For a Tom Dip you take a bacon sandwich, baptise the underside of the top slice in a pot of bubbling tinned tomatoes on the stove and assemble your sandwich. That is it. Sometimes you can dispense with the sandwich. A slice of toast can be a tomato dip.
It was once in every workmen’s cafe. It was so ubiquitous there was even a cafe called the Tomato Dip, with a bright red tomato on the fascia board, on Charles Street, below Arundel Gate. It is now called Wellies and Tom Dip is not on the menu.
There are Sheffield people today who have never heard of it, just as they have never heard of polony, that sausage for which the city was once nationally famous. I asked around and got blank looks. But it is not yet last rites for the Tom Dip.
You can find it at the Hard Hat Café on Duke Street, on the hot sandwich menu at £1.05, sandwiched between the fried egg and the chip buttie. No bacon is involved but this is how the dish was originally designed: for those who couldn’t afford bacon.
You can also order it at Sarni’s, that cosy little café tucked away off the High Street in Aldine Court, guilty of severe apostrophe abuse but lovely all-day breakfasts, although Tom Dip is not advertised on the menu. Ask for it and the privilege costs an extra 20p so a tin of tomatoes must be the cafe’s heftiest earner!

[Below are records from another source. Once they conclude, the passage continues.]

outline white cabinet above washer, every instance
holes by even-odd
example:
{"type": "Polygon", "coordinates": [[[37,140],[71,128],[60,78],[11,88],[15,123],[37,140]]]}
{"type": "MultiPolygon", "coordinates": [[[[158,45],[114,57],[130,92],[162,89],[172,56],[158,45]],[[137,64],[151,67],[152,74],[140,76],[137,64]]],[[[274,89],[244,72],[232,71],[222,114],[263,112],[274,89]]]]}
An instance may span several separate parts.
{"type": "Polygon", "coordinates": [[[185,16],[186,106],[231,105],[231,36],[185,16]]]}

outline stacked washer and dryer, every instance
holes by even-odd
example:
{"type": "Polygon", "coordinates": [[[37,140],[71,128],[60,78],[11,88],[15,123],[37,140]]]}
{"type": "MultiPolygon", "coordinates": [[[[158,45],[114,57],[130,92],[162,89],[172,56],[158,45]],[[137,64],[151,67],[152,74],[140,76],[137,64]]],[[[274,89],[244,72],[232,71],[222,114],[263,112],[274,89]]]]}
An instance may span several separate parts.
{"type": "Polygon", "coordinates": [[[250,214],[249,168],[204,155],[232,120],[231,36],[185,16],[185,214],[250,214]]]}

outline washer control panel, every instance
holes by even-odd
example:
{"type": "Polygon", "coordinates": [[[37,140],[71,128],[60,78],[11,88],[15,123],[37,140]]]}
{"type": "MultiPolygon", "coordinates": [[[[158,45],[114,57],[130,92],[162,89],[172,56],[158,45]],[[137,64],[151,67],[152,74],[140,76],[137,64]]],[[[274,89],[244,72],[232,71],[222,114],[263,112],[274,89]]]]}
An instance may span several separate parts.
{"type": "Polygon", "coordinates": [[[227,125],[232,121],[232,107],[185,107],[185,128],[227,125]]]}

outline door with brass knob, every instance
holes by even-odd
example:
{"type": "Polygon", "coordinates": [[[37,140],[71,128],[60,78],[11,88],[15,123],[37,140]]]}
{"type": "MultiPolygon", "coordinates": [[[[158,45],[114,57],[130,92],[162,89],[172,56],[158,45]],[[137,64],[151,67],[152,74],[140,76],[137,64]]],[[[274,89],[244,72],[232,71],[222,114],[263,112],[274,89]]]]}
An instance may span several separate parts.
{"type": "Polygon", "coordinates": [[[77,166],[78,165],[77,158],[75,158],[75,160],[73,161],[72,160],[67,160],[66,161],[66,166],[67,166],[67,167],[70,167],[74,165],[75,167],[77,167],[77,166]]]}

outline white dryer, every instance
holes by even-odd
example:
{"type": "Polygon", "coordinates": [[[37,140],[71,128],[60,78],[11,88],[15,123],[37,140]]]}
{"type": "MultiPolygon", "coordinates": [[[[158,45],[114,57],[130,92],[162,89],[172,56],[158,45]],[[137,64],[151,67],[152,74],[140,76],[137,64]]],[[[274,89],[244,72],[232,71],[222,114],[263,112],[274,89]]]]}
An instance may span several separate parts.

According to the chatty cook quite a few regulars order it. “If they’re dieting they just have it with toast,” she said, serving up a breadcake, the top half smeared in tomato, with a couple of slices of bacon. Some customers just like the juice, others the tomato lumps.
I thought it might be a generational thing but Sarni’s also has a 14-year-old regular for the Tom Dip who has been eating it since she was four.
So what does the dip have over a splodge of red sauce, particularly Heinz? Nowt. Unless it’s a Tom Dip a la Brian Turner, with olive oil, onions and garlic, it doesn’t cut the mustard, so to speak, with this eater (although Tom Dip lovers on the Sheffield Forum website point out the long simmering concentrates the tomato). But that really doesn’t matter.
We are what we choose to eat. And every time you order Tom Dip you are making a quiet statement – I’m northern, I’m from Sheffield, this is what we do – and keeping a tradition alive. And please don’t tell anyone I’m originally from Norfolk!